After two years of strategic planning, we decided that this moment was poised for a paradigm shift, so we changed our mission. We needed to evolve from an organization that “presented the diversity of lesbian, gay, bisexual, transgender, and queer lives in art so bold it breaks through personal isolation, challenges the status quo, and builds thriving communities” to an organization which "presents liberating art by, for, and about queer and trans people of color that transcends artistic boundaries, celebrates cultural abundance, and dismantles oppression." So, we did!
The first set of questions that emerged as we considered this mission shift were: What are the constants and connections between these two missions? What are their variables and differences? It would be a major mistake for me to tell you that I knew then, or even that I know now, the correct answers to these questions; instead, I sought a way to pursue their truths. I believe our ability to conjure creative investigations depends on valuing queer and trans lives of color.
So I wondered if, after 30 years of being a learning community, if it would be beneficial to our learning and community building to solidify our establishment as a think tank; a stable home for queer cultural ideations to pursue the aforementioned questions and others. As an imperative think tank, could we not only seek wholeness and liberation, but could we embed and embody it as a conscious choice, as a way of being and modeling? What about this consciousness could be so open and life-giving that it not only changes existing worlds but births new ones? What is the sheer magnitude of people of color at the intersection of queer cultural possibilities?
Golden said that artists guided her to the truths of her questions, and that resonated with me. So we set out to assemble a community of queer and trans meaning-makers to guide us in a deeper understanding of self, pedagogy, and praxis. Both myself and The Theater Offensive are expanding. This work has nurtured and aggrandized us for the last two years and confirmed my fondest belief: self-determinant queer and trans folks are radical guiding lights. These aesthetics are fire!
Gratitude is too cheap to offer in exchange for what these cultural strategists, artists, cultural workers, and resource-sharers have given to us. So more than gratitude, I offer a personal commitment to realize, synthesize, and build upon these truths. I offer this to Maria Cherry Rangel and Sage Crump, our Consultants and Cultural Strategists; Eddie Masonet, Seraah Oose, Tatiana Gil, Letta Neeley, Tonasia Jones, Danny Harris, our Cohort Members; Micah Rosegrant, Pascale Florestal, mei ann teo, Herukuti, Justice Williams, Sharon Bridgeforth, Rebecca Mwase, Nia Faulk, Ty Defoe, Muthi Reed, JD Stokely, and Billy Dean Thomas, our Interviewees and survey participants.

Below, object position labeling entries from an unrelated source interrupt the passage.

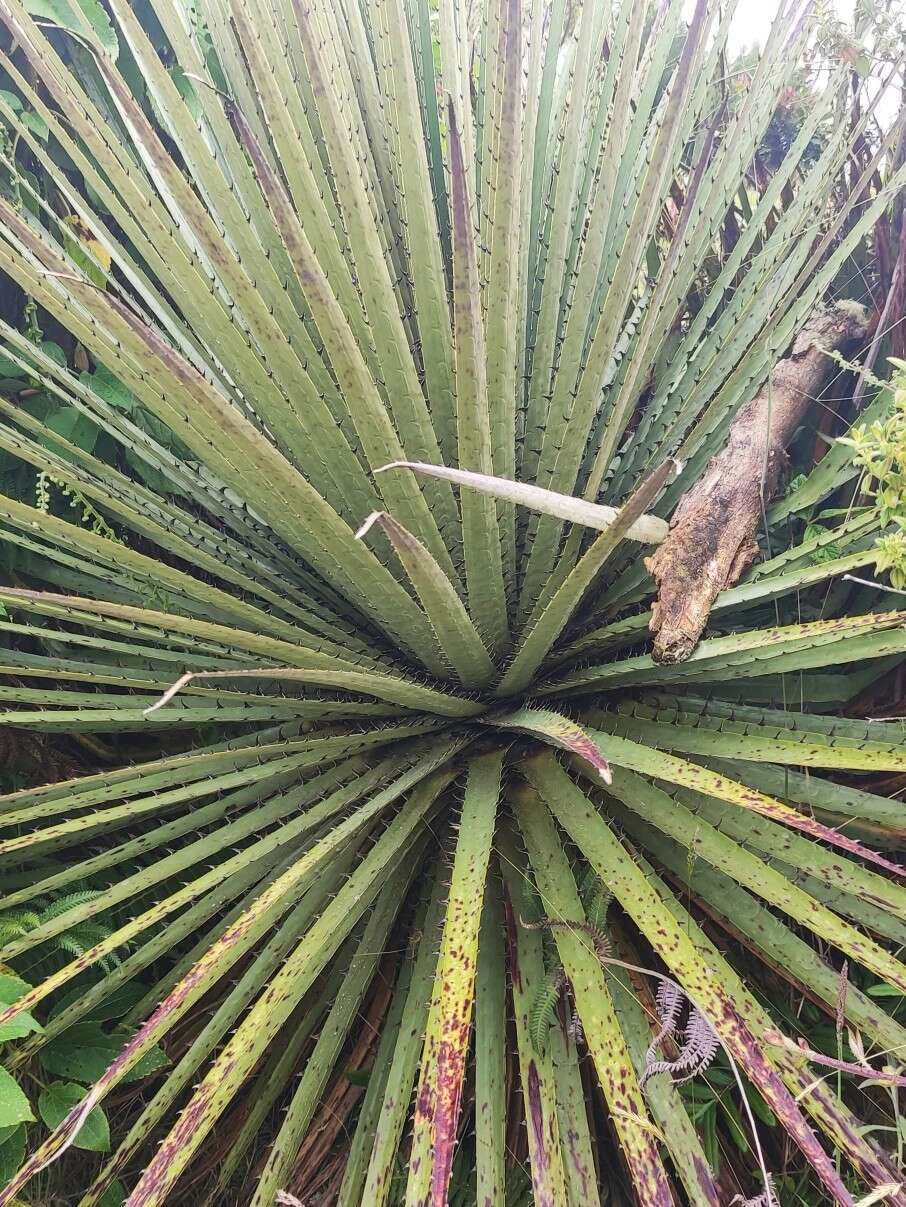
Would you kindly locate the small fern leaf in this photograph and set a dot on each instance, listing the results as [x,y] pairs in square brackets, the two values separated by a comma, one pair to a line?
[541,1015]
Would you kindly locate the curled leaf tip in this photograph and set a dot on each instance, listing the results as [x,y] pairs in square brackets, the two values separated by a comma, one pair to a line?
[395,465]
[374,518]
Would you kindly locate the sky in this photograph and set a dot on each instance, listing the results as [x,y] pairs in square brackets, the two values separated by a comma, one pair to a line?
[753,21]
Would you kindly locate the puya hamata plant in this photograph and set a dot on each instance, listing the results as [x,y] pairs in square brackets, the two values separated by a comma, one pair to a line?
[397,333]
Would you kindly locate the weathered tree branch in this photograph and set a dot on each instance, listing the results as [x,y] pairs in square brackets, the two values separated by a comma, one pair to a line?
[713,535]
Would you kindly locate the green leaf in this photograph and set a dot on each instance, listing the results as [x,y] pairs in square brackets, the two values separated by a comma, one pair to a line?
[54,1103]
[81,1053]
[36,123]
[75,427]
[114,1196]
[63,13]
[13,1105]
[114,1006]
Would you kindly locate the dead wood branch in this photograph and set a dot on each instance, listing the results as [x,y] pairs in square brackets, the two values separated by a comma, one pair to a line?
[713,535]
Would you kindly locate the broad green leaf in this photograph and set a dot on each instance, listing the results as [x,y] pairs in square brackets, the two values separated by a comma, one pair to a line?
[79,17]
[13,1105]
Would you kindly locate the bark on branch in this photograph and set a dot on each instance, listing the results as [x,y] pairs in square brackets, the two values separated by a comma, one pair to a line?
[713,535]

Additionally, I would like to show my appreciation for The Theater Offensive’s staff and board, both past and present, and to our funders: The Herman and Frieda L. Miller Foundation, the Barr Foundation, the Boston Cultural Council, the Massachusetts Cultural Council, the Boston Mayor's Office of Arts and Culture, the National Performance Network, the New England Foundation for the Arts, and the Poss Family Foundation, whose financial support enhanced the value of these offerings.
Finally, I invite you, our growing family of artists, youth, community stewards, funders, and curious minds, to do what adrienne marie brown always summons us to do: understand that what you will experience in the following pages was offered in love. We all have the opportunity to get into the "right relationship" with these aesthetics offerings and the transformative work of The Theater Offensive.